Just two weeks ago, the Indiana Pacers signed then head coach Nate McMillan to a contract extension, but now it’s been officially announced that the organization fired him.

On the latest Locked On Pacers Podcast, hosts Tony East and Adam Friedman make sense of this decision.

Tony East: They have [McMillan’s] playoff record 17-36 in the official release of his firing, and I think that, even beyond any expectations they had in the bubble, I think they look back at three sweeps in four years and think that’s not good enough.

The extension as Adrian Wojnaroswki and Zach Lowe reported today was less of a contract extension and they just added a team option at the end of his deal and kind of picked up an option they already had. So it was less of an extension and more of just ‘we’re planning to more forward with him.’ But… because it was a soft extension, that makes it easy to turn around when the team doesn’t do well and say ‘ok, you’re not the right guy for this job’ even if he’s had a bunch of regular season success they have higher standards for where the team is right now.

Adam Friedman: It might look bad that they gave him an extension and fired him basically, but it also sends a message that weren’t just going to be okay with what happened in the playoffs. We both agree that they probably weren’t going to win that series, but if it went to six or seven games and it was respectable and they had a shot…

Tony: He has a job right now, 100%

Adam: He probably still has his job. One of the things that maybe concerned the team they just didn’t have any game plan and the only plan was to play the [Victor Oladipo] and the starters 45 minutes, and they’re fortunate that Vic didn’t suffer some kind of injury playing that many minutes when he hadn’t really done that in so long.

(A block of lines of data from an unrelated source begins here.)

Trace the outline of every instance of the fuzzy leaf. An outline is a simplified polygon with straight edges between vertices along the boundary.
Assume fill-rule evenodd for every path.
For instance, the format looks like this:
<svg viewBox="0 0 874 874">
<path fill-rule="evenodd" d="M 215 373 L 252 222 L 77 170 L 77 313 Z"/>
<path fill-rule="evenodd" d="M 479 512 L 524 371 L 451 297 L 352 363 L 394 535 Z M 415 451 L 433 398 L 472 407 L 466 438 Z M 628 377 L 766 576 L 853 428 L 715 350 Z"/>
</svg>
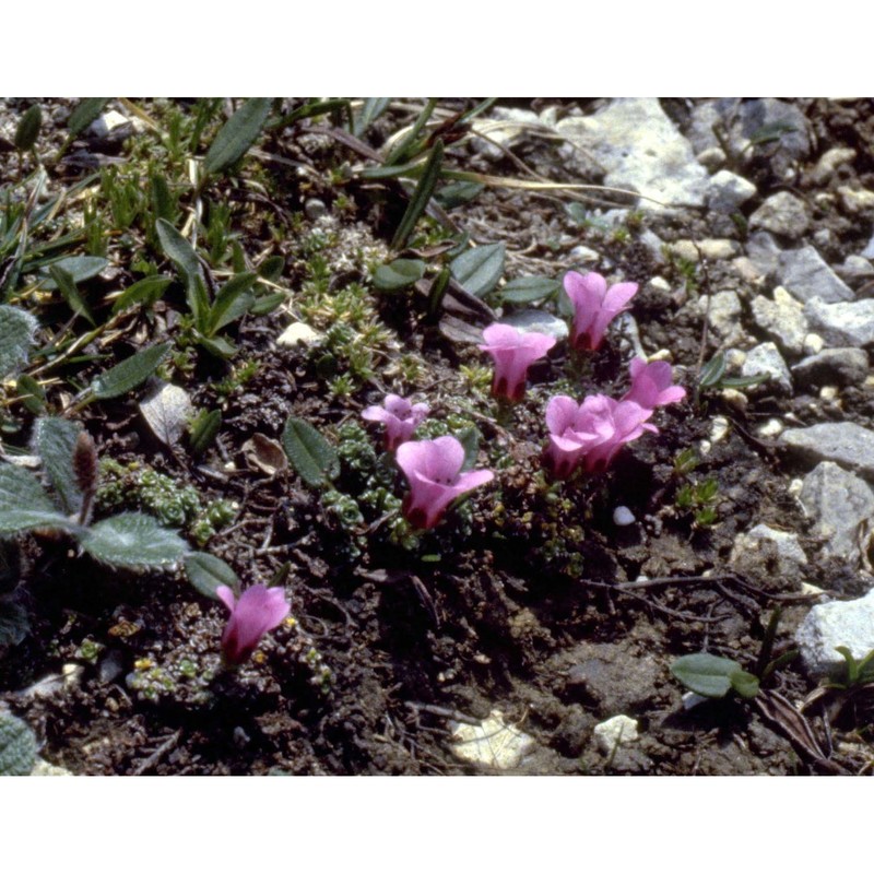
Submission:
<svg viewBox="0 0 874 874">
<path fill-rule="evenodd" d="M 72 113 L 67 127 L 71 137 L 78 137 L 92 121 L 96 121 L 104 106 L 109 103 L 109 97 L 86 97 Z"/>
<path fill-rule="evenodd" d="M 0 379 L 27 361 L 36 328 L 29 312 L 0 305 Z"/>
<path fill-rule="evenodd" d="M 21 117 L 19 127 L 15 129 L 15 149 L 26 152 L 36 145 L 36 138 L 39 137 L 39 128 L 43 126 L 43 110 L 39 104 L 35 103 Z"/>
<path fill-rule="evenodd" d="M 334 448 L 303 418 L 288 416 L 282 432 L 282 446 L 292 466 L 307 485 L 322 485 L 340 473 L 340 459 Z"/>
<path fill-rule="evenodd" d="M 671 665 L 671 673 L 686 688 L 706 698 L 724 697 L 732 687 L 732 676 L 739 672 L 745 673 L 737 662 L 709 652 L 681 656 Z"/>
<path fill-rule="evenodd" d="M 0 711 L 0 777 L 25 777 L 36 764 L 36 735 L 12 713 Z"/>
<path fill-rule="evenodd" d="M 380 264 L 374 272 L 374 285 L 381 292 L 397 292 L 412 285 L 425 275 L 425 262 L 413 258 L 398 258 L 390 264 Z"/>
<path fill-rule="evenodd" d="M 252 97 L 225 121 L 203 161 L 206 174 L 220 173 L 248 152 L 264 127 L 271 103 L 270 97 Z"/>
<path fill-rule="evenodd" d="M 189 553 L 185 557 L 185 572 L 189 582 L 206 598 L 218 600 L 215 590 L 220 586 L 227 586 L 239 594 L 239 579 L 234 568 L 217 555 L 210 553 Z"/>
<path fill-rule="evenodd" d="M 504 273 L 503 243 L 491 243 L 468 249 L 452 261 L 452 275 L 475 297 L 488 294 Z"/>
<path fill-rule="evenodd" d="M 144 382 L 152 376 L 157 366 L 167 357 L 172 345 L 169 341 L 158 343 L 125 358 L 115 367 L 110 367 L 91 383 L 94 397 L 104 401 L 107 398 L 118 398 L 119 394 L 137 388 L 140 382 Z"/>
<path fill-rule="evenodd" d="M 179 442 L 193 409 L 188 392 L 167 382 L 140 404 L 146 424 L 165 446 Z"/>
<path fill-rule="evenodd" d="M 70 515 L 82 509 L 82 489 L 73 471 L 73 449 L 82 430 L 80 422 L 46 416 L 36 422 L 34 448 L 58 495 L 61 509 Z"/>
<path fill-rule="evenodd" d="M 82 548 L 114 567 L 167 567 L 188 552 L 188 544 L 157 519 L 141 512 L 110 516 L 79 533 Z"/>
<path fill-rule="evenodd" d="M 0 598 L 0 647 L 16 647 L 29 633 L 31 618 L 19 598 Z"/>
</svg>

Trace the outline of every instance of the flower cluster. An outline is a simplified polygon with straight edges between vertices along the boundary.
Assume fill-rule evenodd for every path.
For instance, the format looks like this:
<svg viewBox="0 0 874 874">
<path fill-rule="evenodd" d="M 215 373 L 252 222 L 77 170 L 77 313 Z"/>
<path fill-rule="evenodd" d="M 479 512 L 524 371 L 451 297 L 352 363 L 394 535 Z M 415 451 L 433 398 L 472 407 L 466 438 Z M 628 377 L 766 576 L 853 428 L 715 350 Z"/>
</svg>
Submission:
<svg viewBox="0 0 874 874">
<path fill-rule="evenodd" d="M 543 462 L 556 480 L 566 480 L 581 463 L 589 473 L 606 470 L 625 444 L 647 430 L 658 434 L 648 422 L 657 406 L 686 395 L 684 388 L 672 385 L 671 365 L 665 362 L 635 358 L 630 374 L 631 388 L 618 401 L 604 394 L 590 394 L 580 404 L 566 394 L 550 400 L 550 441 Z"/>
</svg>

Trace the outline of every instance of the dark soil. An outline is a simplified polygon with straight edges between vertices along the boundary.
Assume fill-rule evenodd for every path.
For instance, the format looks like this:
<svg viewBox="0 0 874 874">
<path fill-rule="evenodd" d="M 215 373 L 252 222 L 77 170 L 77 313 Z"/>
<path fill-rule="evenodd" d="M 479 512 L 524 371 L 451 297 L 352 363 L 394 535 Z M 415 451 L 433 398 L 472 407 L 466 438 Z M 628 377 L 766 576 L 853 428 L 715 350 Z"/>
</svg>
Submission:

It was good that [Oladipo] could do that, I think played 40 something in the last two playoff games… But that’s not really a good game plan for a team that was trying to say before the bubble, ‘we don’t want to push Vic, we’re going to minute restrict him, it’s gonna be okay, we’re not going to push him to this level’ and they were playing him 38 minutes per game basically. That’s not a good sign.

It just sends a message that you’re not ok with the way things are going.

The Pacers have made the NBA Playoffs in all three years under Nate McMillan, but they have lost in the first round every season. They were swept in 2017 by the Cleveland Cavaliers, in 2019 by the Boston Celtics, and then this season by the Miami Heat.